ILNIMINCHIALISTA
TEATRALE
"Arriverà quando dovrà arrivare", con drammaturgia e regia di Vittorio Adinolfi
Autore e regista napoletano, Adinolfi è attivo in ambito teatrale dal 1991. Vincitore nel 1993 del prestigioso Premio Tondelli per la drammaturgia, ha firmato oltre venti opere originali, distinguendosi per una ricerca continua tra parola, corpo e visione scenica. Con uno stile tagliente e contemporaneo, rilegge qui il classico shakespeariano alla luce delle tensioni del presente, trasformandolo in un congegno teatrale potente e profetico.
Abbiamo visto questo spettacolo come secondo appuntamento, dopo Otello messo in scena lo scorso anno in forma di sceneggiata, e dopo una lunga pausa di dieci anni. La serata è stata introdotta dalla notizia dell'esistenza di un cortometraggio realizzato come prologo visivo, che però non è stato proiettato: un elemento che resta sospeso, come molte delle suggestioni innescate dalla messa in scena.
Lo spettacolo si apre su un'idea tanto potente quanto originale: frammenti del Giulio Cesare recitati da matti manicomiali, reclusi in una struttura sanitaria abbandonata dagli anni '80. Anime dimenticate, che continuano non solo a vivere, ma soprattutto a recitare Shakespeare come unica via di fuga immaginativa dal loro destino di esclusi.
Non so se consciamente o inconsciamente, ma questa messa in scena sembra raccontare molto di più: forse è una dichiarazione d'amore, o di necessità, verso il teatro stesso e verso la figura dell'attore, da sempre sospesa in una schizofrenia esistenziale. L'attore – come il folle – è costretto a una scissione continua, a un'esistenza doppia: da un lato persona sociale, dall'altro essere attraversato da voci, visioni e vite altrui. Una frattura che non si ricompone mai del tutto, ma che diventa linfa per la creazione e per la sopravvivenza.
Un'ora di frammenti, visioni e rotture narrative che culminano nel delitto del pazzo Bruto, portato via da quelli che potrebbero essere altri cospiratori, altri pazienti, oppure – ed è un sospetto che aleggia – degli infermieri che assecondano la sua follia di rappresentazione. Forse è uno solo a recitare davvero, forse Bruto è l'unico paziente, e gli altri sono lì a vegliare, contenere, sostenere. A rafforzare questa ambiguità, la presenza di un personaggio femminile: in un manicomio reale non ci sarebbero reparti misti, ma il personale sì. È un mistero, e resterà tale. Forse è solo un mio gioco della mente, ma il dubbio è parte integrante dell'esperienza.
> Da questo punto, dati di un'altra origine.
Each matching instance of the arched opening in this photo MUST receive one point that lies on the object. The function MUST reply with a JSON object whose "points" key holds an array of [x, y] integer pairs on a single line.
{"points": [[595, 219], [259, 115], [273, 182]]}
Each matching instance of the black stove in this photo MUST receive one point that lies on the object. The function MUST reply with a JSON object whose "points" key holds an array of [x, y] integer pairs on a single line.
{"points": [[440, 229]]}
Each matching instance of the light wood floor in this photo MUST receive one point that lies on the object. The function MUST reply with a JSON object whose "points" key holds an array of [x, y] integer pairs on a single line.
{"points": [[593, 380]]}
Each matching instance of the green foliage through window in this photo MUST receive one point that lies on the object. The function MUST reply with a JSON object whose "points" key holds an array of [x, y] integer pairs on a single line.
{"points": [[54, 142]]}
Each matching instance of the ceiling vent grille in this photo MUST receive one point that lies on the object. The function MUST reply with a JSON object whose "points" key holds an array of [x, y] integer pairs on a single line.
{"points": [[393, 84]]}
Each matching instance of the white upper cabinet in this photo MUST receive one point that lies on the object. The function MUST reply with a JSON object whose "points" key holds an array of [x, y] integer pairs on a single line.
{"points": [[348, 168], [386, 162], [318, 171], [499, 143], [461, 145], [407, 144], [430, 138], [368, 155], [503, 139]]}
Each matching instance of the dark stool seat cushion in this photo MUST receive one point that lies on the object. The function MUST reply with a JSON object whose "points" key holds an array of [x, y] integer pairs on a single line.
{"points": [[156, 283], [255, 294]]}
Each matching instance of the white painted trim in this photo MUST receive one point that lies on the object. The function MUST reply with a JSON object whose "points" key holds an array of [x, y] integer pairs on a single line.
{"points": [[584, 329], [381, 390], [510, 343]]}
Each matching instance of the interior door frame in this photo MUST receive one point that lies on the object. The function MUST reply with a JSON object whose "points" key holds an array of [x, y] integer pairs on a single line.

È in fondo una metafora potente del teatro stesso – e della poetica di Adinolfi – che da oltre trent'anni rifiuta ogni forma di realismo in favore di un linguaggio visionario, surreale, carico di metafore e sospensioni. Perché anche il teatro apparentemente più realistico, in fondo, non è che una finzione che racconta la verità con altri mezzi.
Tra i protagonisti in scena, spicca il mattatore Lucio Celaia nel ruolo di Bruto, capace di un'intensità quasi ipnotica. Con lui i bravi Domenico Venti e Giovanni Circelli, solidi e precisi nel sostenere l'impianto frammentato del testo. Una menzione speciale va infine ad Anaëlle Lepin, al suo debutto assoluto: un'attrice dal corpo, dalla voce e dall'espressione sorprendentemente originali, a cui auguriamo di cuore di proseguire su questa strada.